Employees aren’t coming to work just for your Friday BBQ (though if there’s good potato salad, it doesn’t hurt). They’re not staying because you threw them a $500 bonus at Christmas either.
Those things are nice — but they’re hygiene factors.
Gallup, and decades of workplace psychology, have been screaming this from the rooftops:
Fair pay and perks create satisfaction, sure.
But they don’t create engagement. They don’t create purpose. They don’t make someone wake up thinking, I’m excited to be part of this.
And that’s the difference between someone doing the job — and someone doing the job with heart.
Purpose: The Real Driver of Wellbeing and Connection
Here’s the thing, though.
Not everyone is looking for deep purpose at work — and that’s perfectly okay.
Some people just want to come in, do their job well, collect their paycheque, and go home to the life they’re truly passionate about.

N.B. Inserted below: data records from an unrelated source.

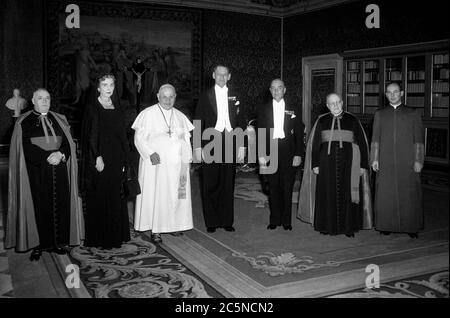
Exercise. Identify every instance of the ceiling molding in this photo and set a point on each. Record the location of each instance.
(273, 8)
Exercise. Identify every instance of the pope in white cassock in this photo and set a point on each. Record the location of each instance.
(162, 137)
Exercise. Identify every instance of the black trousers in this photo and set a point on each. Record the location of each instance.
(218, 194)
(281, 185)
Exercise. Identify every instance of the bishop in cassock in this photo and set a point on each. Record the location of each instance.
(44, 208)
(397, 155)
(162, 138)
(335, 193)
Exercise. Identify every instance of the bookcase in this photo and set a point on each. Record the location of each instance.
(423, 71)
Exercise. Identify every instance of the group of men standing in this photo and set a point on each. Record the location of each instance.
(335, 196)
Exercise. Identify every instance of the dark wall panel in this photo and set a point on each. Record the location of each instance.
(22, 54)
(249, 45)
(342, 28)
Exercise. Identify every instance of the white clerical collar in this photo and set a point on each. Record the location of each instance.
(217, 87)
(338, 115)
(281, 102)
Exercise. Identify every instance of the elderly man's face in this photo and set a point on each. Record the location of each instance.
(166, 98)
(394, 94)
(106, 88)
(278, 90)
(334, 104)
(41, 101)
(221, 76)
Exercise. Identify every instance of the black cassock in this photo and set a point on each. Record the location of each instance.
(49, 184)
(335, 212)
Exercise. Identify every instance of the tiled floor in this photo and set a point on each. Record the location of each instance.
(6, 289)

And we should respect that.
But it’s important to understand — when people feel disconnected from meaning in their work, it can chip away at their overall wellbeing, even if they don’t consciously realise it.
Gallup’s research has found a strong link between feeling purposeful at work and higher levels of personal wellbeing.

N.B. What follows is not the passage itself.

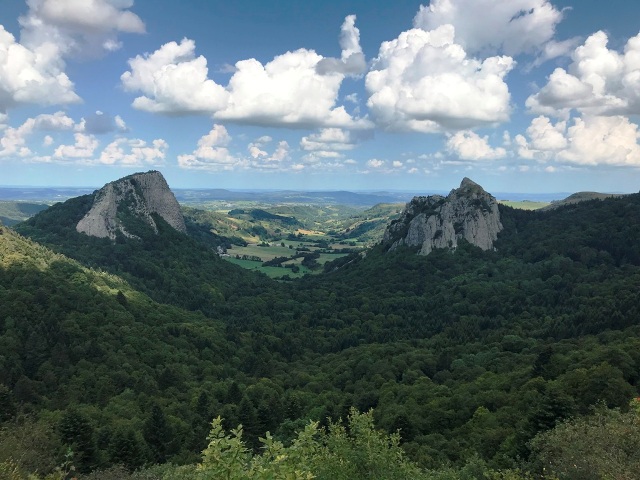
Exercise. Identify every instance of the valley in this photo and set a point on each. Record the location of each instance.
(121, 346)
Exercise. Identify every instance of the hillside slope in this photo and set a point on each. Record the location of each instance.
(469, 353)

When work feels empty or transactional, it’s not just the organisation that loses — the individual does too.
Motivation drops.
Resilience fades.
Workplace culture erodes, bit by bit.
And this is where Mark McCrindle’s insights come into sharp focus.
Work as a “Third Place”: Why It Matters More Than You Think
In his research around Work Wellbeing, McCrindle explores the concept of the third place.
Traditionally, our first place is home.
Our second place is work.
And the third place? It’s where connection happens. It’s the coffee shop, the gym, the club — anywhere you find belonging, relationships, meaning.
But here’s the shift:
For many people today — and for many reasons — work has to provide elements of that third place too.
Employees are looking for workplaces that don’t just tick the box on a salary package, but create a sense of belonging and emotional wellbeing.
A sense of community.
A sense of this is somewhere I want to be, not just somewhere I have to be.
In fact, McCrindle’s research found that meaningful relationships at work — feeling known, valued, and connected — is one of the strongest predictors of both engagement and personal wellbeing.
It’s no longer enough for work to be just transactional.
People crave more.
They need more.
And if workplaces don’t provide it?
They’ll find somewhere that does.
Why Purpose Matters to the Whole Business
When you create a workplace where purpose lives — not just on a vision statement, but in everyday conversations and decisions — you do more than engage your people.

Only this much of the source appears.